Not a conscious decision - and often a lot quicker.
You do get some odd looks now and then if it's anything more than about £30.
(at least most DIY tills now don't care which way round the note is presented)
Upvoted, but not entirely true. Counterfeit notes/coins would be the equivalent of malware in the EFTPOS machine.
I found a fake £1 coin in the reject slot of a parking machine the other day. It was clearly a fake but not easy to spot if you're in a shop accepting a handful of change from someone and the queue behind them means you don't have time to check each coin carefully.
Counterfeits aren't quite the same, since it's often possible to pass them on to a person or machine that isn't so picky. Of course that raises an interesting moral question, since people who wouldn't dream of knowingly passing on malware often show no reluctance to circulate a dodgy coin. Plausible deniability, maybe? There's probably a psychology PhD thesis in there somewhere...
Not quite the same but close enough that I can see since a direct comparison isn't entirely possible.
If someone gets a counterfeit note/coin they take a direct loss if they keep it and don't pass it on. Perhaps that explains the lack of reluctance to circulate counterfeits? Malware on the other hand people have no direct benefit/loss in circulating (unless they're the author!) so morals get a louder voice in its propagation. I don't know - but yes it would make for an interesting PhD!
For the avoidance of doubt, the falsie I found was permanently taken out of circulation!
I would say that counterfeited bank notes are a much older form of malware. While they might work for the customer, or even a retailer, they either will eventually be noticed and no credit will be given for the note, or the inflationary impact of those bank notes will hit all of us in the wallet.

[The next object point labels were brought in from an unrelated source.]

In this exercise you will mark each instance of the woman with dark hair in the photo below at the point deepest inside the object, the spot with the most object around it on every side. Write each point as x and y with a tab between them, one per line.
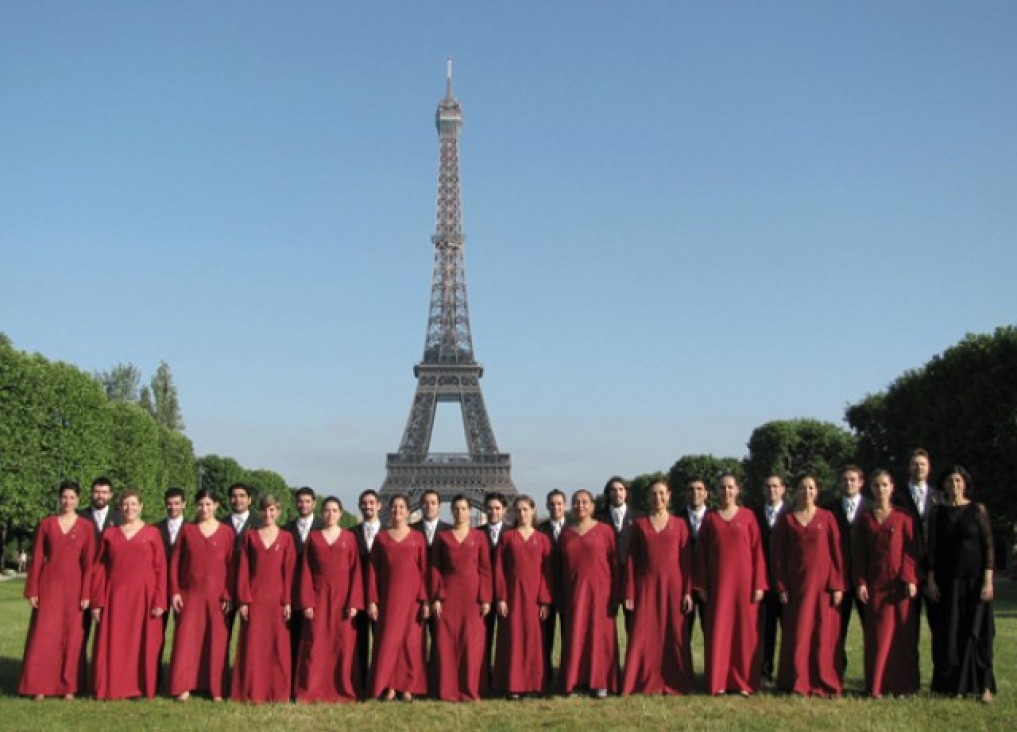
332	592
591	590
127	604
730	577
886	577
264	593
58	588
461	592
658	592
397	594
961	561
200	577
523	590
809	570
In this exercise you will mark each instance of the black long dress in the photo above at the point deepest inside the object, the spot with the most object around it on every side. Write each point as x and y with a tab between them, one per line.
960	550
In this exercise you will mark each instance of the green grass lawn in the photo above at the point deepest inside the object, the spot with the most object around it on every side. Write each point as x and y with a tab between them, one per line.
764	712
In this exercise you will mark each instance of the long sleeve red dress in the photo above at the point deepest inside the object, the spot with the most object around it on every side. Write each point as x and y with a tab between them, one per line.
200	571
658	575
60	575
331	584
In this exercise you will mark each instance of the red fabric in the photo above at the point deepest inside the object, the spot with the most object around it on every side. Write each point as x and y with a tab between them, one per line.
729	567
331	584
264	584
885	561
523	578
200	573
808	565
397	582
590	581
461	578
658	659
60	576
129	582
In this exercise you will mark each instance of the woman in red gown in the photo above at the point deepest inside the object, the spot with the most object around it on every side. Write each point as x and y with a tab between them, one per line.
886	578
523	590
730	576
461	589
200	577
58	589
127	605
658	593
397	590
264	592
809	570
591	592
332	592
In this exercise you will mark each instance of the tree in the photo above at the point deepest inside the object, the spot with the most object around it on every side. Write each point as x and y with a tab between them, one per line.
790	447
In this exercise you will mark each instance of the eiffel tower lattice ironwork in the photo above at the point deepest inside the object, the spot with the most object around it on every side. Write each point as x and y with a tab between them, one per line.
449	371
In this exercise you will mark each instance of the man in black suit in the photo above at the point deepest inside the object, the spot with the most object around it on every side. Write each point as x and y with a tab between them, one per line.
365	532
917	501
617	514
300	529
693	514
102	514
847	509
552	529
770	609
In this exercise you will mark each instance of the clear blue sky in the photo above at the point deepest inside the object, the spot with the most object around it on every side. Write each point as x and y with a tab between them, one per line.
683	220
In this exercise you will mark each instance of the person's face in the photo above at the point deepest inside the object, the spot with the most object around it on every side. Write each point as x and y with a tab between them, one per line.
331	514
305	505
68	500
728	491
369	507
697	494
582	506
556	506
524	513
175	506
131	508
429	506
850	483
461	512
773	490
495	510
660	496
240	501
205	508
102	494
918	470
883	488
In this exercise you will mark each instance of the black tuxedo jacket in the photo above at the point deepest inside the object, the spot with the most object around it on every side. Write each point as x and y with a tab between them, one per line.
291	526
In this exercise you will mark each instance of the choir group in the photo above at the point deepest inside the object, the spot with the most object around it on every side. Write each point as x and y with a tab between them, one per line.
458	613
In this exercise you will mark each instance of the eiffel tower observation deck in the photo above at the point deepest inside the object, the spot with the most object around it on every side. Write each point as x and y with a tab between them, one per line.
449	370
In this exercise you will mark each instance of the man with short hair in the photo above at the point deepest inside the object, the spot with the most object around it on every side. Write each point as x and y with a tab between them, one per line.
552	529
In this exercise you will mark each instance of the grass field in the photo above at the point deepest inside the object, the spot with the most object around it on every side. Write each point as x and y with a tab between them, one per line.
763	712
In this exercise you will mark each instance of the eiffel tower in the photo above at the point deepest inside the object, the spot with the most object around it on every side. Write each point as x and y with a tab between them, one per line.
449	371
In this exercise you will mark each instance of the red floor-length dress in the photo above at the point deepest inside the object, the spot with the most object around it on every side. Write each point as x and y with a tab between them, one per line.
730	567
397	581
461	578
658	574
885	562
808	565
200	571
129	582
523	577
264	584
60	576
331	584
591	592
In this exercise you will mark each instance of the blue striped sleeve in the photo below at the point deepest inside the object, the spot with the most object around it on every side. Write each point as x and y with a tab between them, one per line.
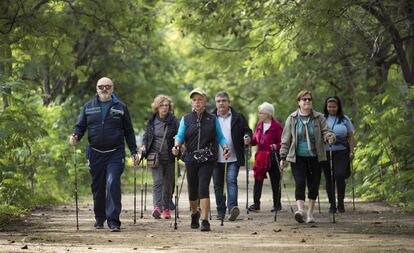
181	132
219	134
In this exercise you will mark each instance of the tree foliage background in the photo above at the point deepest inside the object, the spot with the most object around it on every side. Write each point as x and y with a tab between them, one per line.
53	52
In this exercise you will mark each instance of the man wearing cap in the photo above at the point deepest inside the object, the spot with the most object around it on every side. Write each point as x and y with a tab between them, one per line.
238	134
199	131
108	123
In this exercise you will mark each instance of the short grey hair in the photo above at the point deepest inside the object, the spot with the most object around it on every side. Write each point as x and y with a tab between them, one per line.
222	94
267	108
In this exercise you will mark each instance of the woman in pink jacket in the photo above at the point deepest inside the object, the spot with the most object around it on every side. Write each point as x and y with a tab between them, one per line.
267	137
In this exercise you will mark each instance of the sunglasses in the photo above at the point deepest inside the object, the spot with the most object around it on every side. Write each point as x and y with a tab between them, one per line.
106	87
306	99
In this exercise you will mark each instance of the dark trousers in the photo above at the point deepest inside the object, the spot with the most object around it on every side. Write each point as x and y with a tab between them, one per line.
306	170
198	179
106	170
340	162
274	174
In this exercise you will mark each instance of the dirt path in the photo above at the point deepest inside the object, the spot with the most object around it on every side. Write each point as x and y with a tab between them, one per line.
373	227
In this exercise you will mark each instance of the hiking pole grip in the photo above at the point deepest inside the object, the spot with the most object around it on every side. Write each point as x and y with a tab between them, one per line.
224	191
353	186
76	188
176	191
332	182
247	148
142	193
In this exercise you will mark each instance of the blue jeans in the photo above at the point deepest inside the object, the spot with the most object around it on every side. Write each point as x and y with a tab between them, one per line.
106	170
232	190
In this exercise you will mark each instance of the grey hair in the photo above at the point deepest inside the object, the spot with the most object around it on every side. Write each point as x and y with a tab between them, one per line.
222	94
267	108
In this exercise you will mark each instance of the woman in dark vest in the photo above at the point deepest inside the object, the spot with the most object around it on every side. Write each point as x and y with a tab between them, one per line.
303	145
199	131
342	151
159	138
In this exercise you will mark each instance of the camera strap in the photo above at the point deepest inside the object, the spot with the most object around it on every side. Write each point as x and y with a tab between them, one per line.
199	131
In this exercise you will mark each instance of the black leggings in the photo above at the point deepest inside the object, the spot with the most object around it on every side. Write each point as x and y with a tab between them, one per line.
274	175
340	162
198	179
306	170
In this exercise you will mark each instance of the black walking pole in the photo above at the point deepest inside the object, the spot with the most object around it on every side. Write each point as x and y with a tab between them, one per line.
76	188
332	182
135	189
176	191
247	177
224	191
353	186
142	193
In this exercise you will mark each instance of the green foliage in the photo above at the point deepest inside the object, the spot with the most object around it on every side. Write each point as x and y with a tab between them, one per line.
9	213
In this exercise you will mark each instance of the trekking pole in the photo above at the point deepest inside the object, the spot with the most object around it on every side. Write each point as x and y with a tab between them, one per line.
247	177
224	191
145	188
332	182
142	193
277	194
353	186
76	188
319	203
179	193
176	191
135	189
287	195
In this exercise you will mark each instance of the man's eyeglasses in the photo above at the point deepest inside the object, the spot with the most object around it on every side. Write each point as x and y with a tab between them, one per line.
306	99
106	87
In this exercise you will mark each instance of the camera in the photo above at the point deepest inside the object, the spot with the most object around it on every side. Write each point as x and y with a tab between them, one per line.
202	155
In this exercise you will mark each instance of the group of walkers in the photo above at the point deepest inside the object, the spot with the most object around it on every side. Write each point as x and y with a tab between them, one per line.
212	145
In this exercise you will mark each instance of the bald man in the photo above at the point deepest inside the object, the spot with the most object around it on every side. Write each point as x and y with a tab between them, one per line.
108	123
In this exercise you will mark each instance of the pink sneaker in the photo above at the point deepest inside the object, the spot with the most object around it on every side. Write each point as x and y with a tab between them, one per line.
166	214
156	213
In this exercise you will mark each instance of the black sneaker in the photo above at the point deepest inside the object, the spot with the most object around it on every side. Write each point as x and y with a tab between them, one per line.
98	225
205	225
114	228
254	208
234	212
195	220
341	208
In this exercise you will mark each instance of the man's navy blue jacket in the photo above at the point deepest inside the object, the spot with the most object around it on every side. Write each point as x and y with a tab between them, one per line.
106	134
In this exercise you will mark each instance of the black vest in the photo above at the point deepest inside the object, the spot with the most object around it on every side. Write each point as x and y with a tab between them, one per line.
206	124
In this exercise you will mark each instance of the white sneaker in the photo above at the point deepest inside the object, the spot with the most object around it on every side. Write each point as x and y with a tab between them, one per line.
300	216
310	218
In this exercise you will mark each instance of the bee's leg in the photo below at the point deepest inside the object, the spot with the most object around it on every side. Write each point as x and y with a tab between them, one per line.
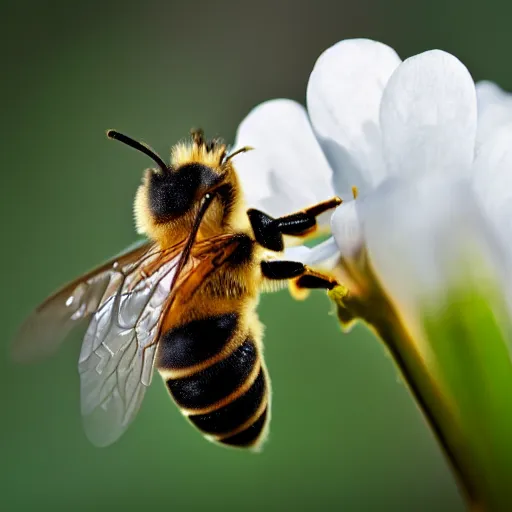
303	276
269	231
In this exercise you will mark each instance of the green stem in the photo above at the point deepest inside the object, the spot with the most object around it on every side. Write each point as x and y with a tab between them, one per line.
378	312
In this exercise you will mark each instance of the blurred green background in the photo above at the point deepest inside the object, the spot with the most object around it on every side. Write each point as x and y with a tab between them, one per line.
345	434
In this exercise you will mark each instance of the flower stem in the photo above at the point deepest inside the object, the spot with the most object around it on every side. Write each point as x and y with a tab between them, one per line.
473	428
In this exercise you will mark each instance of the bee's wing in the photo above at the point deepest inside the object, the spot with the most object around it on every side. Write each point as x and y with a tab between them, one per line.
46	328
118	352
125	298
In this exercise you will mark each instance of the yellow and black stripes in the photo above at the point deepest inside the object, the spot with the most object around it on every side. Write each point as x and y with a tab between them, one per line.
214	372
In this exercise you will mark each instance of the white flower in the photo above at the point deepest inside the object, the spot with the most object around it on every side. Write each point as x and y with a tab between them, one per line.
373	122
425	250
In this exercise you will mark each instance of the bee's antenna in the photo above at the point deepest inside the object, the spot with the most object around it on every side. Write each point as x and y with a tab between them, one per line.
140	146
238	151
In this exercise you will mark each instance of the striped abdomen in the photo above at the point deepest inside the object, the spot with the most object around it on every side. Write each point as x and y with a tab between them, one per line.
216	375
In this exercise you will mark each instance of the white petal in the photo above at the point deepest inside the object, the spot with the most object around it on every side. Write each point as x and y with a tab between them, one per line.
428	116
421	235
346	227
322	256
494	110
343	96
493	180
287	169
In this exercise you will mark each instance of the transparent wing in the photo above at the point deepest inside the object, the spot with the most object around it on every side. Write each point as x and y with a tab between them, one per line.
48	326
117	357
124	299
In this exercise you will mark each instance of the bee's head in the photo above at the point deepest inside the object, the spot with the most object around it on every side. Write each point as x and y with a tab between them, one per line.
170	195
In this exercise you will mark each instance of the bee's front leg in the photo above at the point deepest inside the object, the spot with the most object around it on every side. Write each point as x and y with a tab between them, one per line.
269	231
304	277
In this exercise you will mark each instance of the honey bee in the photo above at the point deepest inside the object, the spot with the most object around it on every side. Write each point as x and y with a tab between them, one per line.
183	301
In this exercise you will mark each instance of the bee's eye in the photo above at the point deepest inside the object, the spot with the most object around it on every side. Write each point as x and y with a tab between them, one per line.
174	193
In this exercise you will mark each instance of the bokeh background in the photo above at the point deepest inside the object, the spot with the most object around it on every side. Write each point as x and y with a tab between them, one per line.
345	434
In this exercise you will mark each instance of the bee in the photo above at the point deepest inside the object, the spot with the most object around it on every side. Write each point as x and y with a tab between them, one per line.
183	301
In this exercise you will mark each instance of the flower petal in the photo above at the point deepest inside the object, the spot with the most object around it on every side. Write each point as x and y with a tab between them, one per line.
418	245
494	110
346	227
344	94
322	256
428	116
287	170
493	180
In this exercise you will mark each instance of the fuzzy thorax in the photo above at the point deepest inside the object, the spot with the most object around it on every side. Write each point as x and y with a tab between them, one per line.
227	212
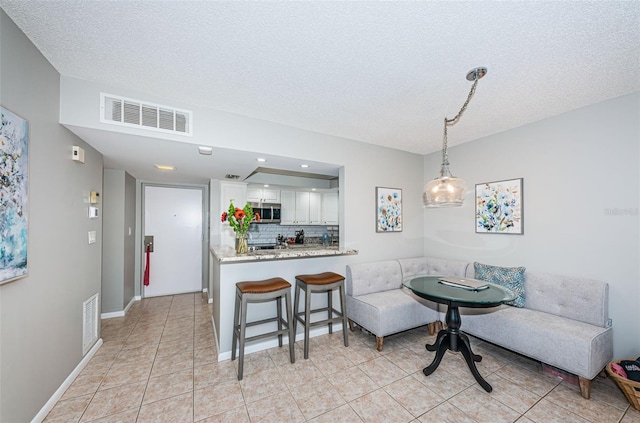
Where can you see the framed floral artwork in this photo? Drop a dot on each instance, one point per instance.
(388, 209)
(499, 207)
(14, 184)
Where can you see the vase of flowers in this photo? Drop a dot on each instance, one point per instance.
(239, 220)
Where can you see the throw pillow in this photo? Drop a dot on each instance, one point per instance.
(511, 278)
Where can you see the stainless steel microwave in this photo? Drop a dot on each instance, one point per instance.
(269, 212)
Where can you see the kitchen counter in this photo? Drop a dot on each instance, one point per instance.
(226, 269)
(227, 254)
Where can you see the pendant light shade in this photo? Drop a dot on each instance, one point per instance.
(447, 190)
(444, 192)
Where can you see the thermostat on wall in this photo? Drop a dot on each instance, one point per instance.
(78, 154)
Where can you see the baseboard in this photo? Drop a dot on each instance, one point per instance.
(271, 343)
(112, 314)
(133, 300)
(122, 313)
(65, 385)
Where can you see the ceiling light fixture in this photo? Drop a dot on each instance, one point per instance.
(447, 190)
(205, 151)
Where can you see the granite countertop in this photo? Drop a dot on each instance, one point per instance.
(226, 254)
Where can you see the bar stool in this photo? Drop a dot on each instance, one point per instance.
(320, 283)
(258, 292)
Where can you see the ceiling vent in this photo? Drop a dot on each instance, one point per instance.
(144, 115)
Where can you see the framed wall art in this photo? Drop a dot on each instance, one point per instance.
(14, 184)
(499, 207)
(388, 209)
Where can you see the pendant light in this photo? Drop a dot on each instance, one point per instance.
(447, 190)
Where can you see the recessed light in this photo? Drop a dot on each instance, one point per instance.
(206, 151)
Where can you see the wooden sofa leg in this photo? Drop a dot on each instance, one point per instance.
(585, 387)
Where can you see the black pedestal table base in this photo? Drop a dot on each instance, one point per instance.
(454, 340)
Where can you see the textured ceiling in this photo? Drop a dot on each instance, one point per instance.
(385, 73)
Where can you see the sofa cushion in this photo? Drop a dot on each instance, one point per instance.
(432, 266)
(511, 278)
(392, 311)
(366, 278)
(577, 298)
(577, 347)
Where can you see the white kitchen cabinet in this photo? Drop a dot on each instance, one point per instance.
(263, 195)
(315, 208)
(330, 208)
(295, 208)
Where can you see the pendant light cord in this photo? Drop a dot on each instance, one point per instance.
(450, 122)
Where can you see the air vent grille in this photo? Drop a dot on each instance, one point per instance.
(130, 112)
(89, 323)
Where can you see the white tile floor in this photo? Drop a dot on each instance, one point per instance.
(159, 364)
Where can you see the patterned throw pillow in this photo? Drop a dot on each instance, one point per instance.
(511, 278)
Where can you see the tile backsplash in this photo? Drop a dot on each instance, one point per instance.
(267, 232)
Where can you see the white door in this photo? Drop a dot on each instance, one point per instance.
(173, 216)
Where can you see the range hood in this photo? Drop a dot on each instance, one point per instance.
(294, 179)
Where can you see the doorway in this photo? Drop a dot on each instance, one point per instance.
(173, 216)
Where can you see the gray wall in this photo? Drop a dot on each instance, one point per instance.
(581, 190)
(365, 166)
(118, 245)
(41, 314)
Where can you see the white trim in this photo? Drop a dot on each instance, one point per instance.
(265, 345)
(65, 385)
(133, 300)
(119, 313)
(112, 314)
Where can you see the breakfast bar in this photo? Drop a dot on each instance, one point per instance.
(227, 268)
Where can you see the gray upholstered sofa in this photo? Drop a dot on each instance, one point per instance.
(564, 322)
(377, 301)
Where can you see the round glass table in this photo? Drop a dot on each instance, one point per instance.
(452, 338)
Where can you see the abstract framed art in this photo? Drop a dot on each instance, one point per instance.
(499, 207)
(388, 209)
(14, 196)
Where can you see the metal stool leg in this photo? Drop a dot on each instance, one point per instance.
(243, 330)
(279, 315)
(307, 319)
(236, 312)
(290, 325)
(343, 310)
(296, 306)
(330, 309)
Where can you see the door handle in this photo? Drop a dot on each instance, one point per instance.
(148, 243)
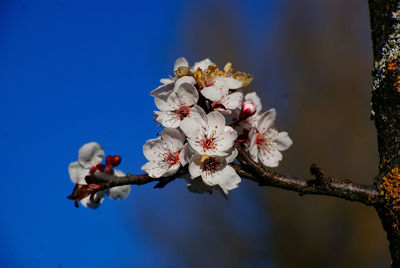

There is already concern that state-sponsored (read N. Korea) counterfeiting is sophisticated enough to pass all but the most advanced detection systems. Not too much different from state-sponsored malware, I suppose.
Whenever I go to the local Home Depot, there are always a crowd of illegal aliens standing around outside in the shadows there. It is a crime to hire them. Inside there are these crminal terminals trying to steal our money. Is it possible that these are in any way connected? Is Home Depot profiting in any way from these criminal enterprises?